Corruzione elettorale, arrestato il marito dell'assessora regionale ai trasporti

Insieme a Sandro Cataldo, ai domiciliari anche il sindaco di Triggiano (Bari), Antonio Donatelli, eletto nello stesso movimento politico "Sud al Centro". Indagata, Anita Maurodinoia si dimette

Fino a cinquanta euro in cambio del voto. Oltre duemila nominativi con numeri di telefono e fotocopie di carte d’identità. Un rodatissimo sistema illecito di corruzione elettorale e voto di scambio messo in piedi, secondo la Procura di Bari, da Sandro Cataldo, marito dell’assessora ai trasporti Anita Maurodinoia: lui, fondatore del movimento Sud Al centro, è finito ai domiciliari insieme ad altre sei persone, tra cui il sindaco di Triggiano Antonio Donatelli, lei – indagata e destinataria di una perquisizione dei carabinieri – si è dimessa dall’incarico in Regione. Secondo gli investigatori era “consapevole del sistema orchestrato dal marito". In carcere è finito l’ex assessore di Grumo Appula Nicola Lella. Al centro dell’inchiesta, le amministrative di Grumo Appula e le elezioni regionali del 20 e 21 settembre 2020 – in cui Maurodinoia aveva conquistato quasi ventimila voti - e le comunali di Triggiano del 2021, vinte dal sindaco uscente Donatelli. Settantadue in tutto gli indagati. Secondo gli investigatori, alcuni di loro si stavano preparando per le elezioni comunali di Bari di giugno. 
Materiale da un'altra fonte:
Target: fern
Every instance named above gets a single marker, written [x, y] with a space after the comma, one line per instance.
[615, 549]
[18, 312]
Ai domiciliari anche Armando De Francesco, ex consigliere circoscrizionale di Bari della lista “Sud al centro”;  Giovanni Lavacca; Vito Perrelli,  avvocato ed ex vicesindaco di Triggiano ed ex assessore provinciale, accusato di aver allestito il database dei voti “da comprare”, e i suoi figli Alberto Leo e Piergiorgio Andrea Perrelli. 

Di Sud al centro - il movimento controllato da Sandro Cataldo - era entrata a far parte anche Maria Carmen Lorusso, ex consigliera comunale di Bari, arrestata insieme al marito Giacomo Olivieri nell'ambito della maxi inchiesta di febbraio scorso sugli intrecci tra mafia, politica e affari che ha portato a 130 arresti in città.